In [27]:
import pandas as pd
import matplotlib.pyplot as plt
import csv
from sklearn.metrics import mean_absolute_error
from datetime import datetime
import pickle
from statsmodels.tsa.statespace.sarimax import SARIMAX
from pmdarima import auto_arima

In [36]:
df = pd.DataFrame(columns=['Date', 'Incident Type', 'MAE'])
df.to_csv('mae_tracking.csv', index=False)


In [15]:
data = pd.read_csv("../data/data_v0.2_intermediate(for checking)_with_status.csv")
incident_types = data["Incidents"].unique()

In [39]:
def fetch_data(incident_type=False):
    # to edit to load from sql server
    data = pd.read_csv("../data/data_v0.2_intermediate(for checking)_with_status.csv")
    if incident_type:
        data = data.loc[data['Incidents'] == incident_type]
    return data
all = fetch_data()


Unnamed: 0,IncidentID,Open,Add,Close,Year,DayOfYear,Month,DayOfWeek,time_period,Building,Location,Latitude,Longitude,Incidents,User
0,1,2019-02-13 13:05:00,2.701401,2019-02-16 05:55:01,2019,44,2,2,day_weekday,SRC MINI GRAND STAND,YIH,1.298646,103.77774,LOST AND FOUND,sec3
1,2,2019-03-02 13:55:00,2.455224,2019-03-05 00:50:31,2019,61,3,5,weekend,PGP RESIDENCES (BLOCK 13),PGP,1.290868,103.780276,LOST AND FOUND,sec3
2,3,2019-03-18 03:05:00,2.855855,2019-03-20 23:37:26,2019,77,3,0,day_weekday,PGP RESIDENCES CANTEEN 2,PGP,1.29062,103.781695,LOST AND FOUND,sec3
3,4,2018-11-16 16:42:00,2.284904,2018-11-18 23:32:16,2018,320,11,4,day_weekday,"KENT VALE APARTMENT BLK G, 115",KV,1.302494,103.770315,LOST AND FOUND,sec4
4,5,2018-09-28 14:03:00,6.85828,2018-10-05 10:38:55,2018,271,9,4,day_weekday,YALE FITNESS CENTER,UTown,1.307479,103.772585,DAMAGED PROPERTY,sec1


In [10]:
def engineer_features(data):
    data['Open'] = pd.to_datetime(data['Open'])
    data.sort_values('Open', inplace=True)
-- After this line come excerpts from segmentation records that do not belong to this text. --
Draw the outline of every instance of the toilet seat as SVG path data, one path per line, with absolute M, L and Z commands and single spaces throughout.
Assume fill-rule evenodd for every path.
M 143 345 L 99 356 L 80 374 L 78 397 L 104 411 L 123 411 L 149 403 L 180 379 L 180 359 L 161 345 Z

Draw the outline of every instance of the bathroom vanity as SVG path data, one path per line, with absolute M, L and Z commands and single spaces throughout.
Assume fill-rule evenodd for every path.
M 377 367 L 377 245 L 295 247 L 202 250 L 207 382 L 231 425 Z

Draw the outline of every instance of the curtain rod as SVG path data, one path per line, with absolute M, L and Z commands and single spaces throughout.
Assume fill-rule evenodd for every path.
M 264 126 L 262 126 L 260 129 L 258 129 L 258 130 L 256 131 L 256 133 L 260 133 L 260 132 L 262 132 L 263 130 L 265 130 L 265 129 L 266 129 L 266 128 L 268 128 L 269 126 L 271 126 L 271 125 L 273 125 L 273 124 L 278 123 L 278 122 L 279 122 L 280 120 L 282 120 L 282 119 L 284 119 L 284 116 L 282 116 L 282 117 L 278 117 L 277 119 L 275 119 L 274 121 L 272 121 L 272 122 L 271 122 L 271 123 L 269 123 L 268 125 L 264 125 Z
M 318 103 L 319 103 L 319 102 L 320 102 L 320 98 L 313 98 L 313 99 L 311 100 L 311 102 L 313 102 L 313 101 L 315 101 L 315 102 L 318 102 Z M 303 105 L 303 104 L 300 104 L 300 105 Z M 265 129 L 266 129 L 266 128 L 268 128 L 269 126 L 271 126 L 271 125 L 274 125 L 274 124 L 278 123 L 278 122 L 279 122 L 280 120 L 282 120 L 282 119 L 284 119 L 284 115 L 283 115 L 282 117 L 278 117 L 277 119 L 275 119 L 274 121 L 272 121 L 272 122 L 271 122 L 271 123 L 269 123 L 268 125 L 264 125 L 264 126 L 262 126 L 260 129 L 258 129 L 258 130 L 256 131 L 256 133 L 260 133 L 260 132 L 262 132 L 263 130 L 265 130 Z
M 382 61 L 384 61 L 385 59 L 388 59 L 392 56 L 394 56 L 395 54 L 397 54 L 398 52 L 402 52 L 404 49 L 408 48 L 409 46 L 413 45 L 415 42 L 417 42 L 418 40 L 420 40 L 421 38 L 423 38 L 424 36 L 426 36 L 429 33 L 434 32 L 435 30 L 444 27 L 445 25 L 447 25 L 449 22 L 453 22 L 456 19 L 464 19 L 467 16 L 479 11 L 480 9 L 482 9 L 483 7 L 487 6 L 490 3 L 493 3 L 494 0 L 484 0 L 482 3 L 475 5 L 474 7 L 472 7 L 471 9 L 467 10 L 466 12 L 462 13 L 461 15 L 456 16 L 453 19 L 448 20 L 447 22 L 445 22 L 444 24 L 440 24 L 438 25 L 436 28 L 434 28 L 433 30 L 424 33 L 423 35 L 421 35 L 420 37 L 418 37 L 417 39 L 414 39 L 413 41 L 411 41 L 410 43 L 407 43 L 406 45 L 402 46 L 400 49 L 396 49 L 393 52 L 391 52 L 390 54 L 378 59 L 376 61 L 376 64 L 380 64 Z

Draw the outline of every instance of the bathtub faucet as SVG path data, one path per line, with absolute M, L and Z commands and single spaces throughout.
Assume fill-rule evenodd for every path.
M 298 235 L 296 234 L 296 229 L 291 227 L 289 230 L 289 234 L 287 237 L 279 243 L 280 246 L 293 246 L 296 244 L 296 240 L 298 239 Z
    data.set_index('Open', inplace=True)

    weekly_data = data['IncidentID'].resample('W').count()

    last_date = weekly_data.index[-1]

    split_date_1_year = last_date - pd.DateOffset(years=1)

    train = weekly_data.loc[weekly_data.index <= split_date_1_year]
    test = weekly_data.loc[weekly_data.index > split_date_1_year]

    return weekly_data, train, test

In [40]:
weekly_data, train, test = engineer_features(all)

In [25]:
def train_and_evaluate(model, train, test):
    model.fit(train)

    predictions = model.predict(n_periods=len(test))

    mae = mean_absolute_error(test, predictions)

    return model, mae

def save_model(model, filename):
    with open(filename, 'wb') as pkl:
        pickle.dump(model, pkl)

In [None]:
for incident_type in incident_types:
    data = fetch_data(incident_type)
    weekly_data, train, test = engineer_features(data)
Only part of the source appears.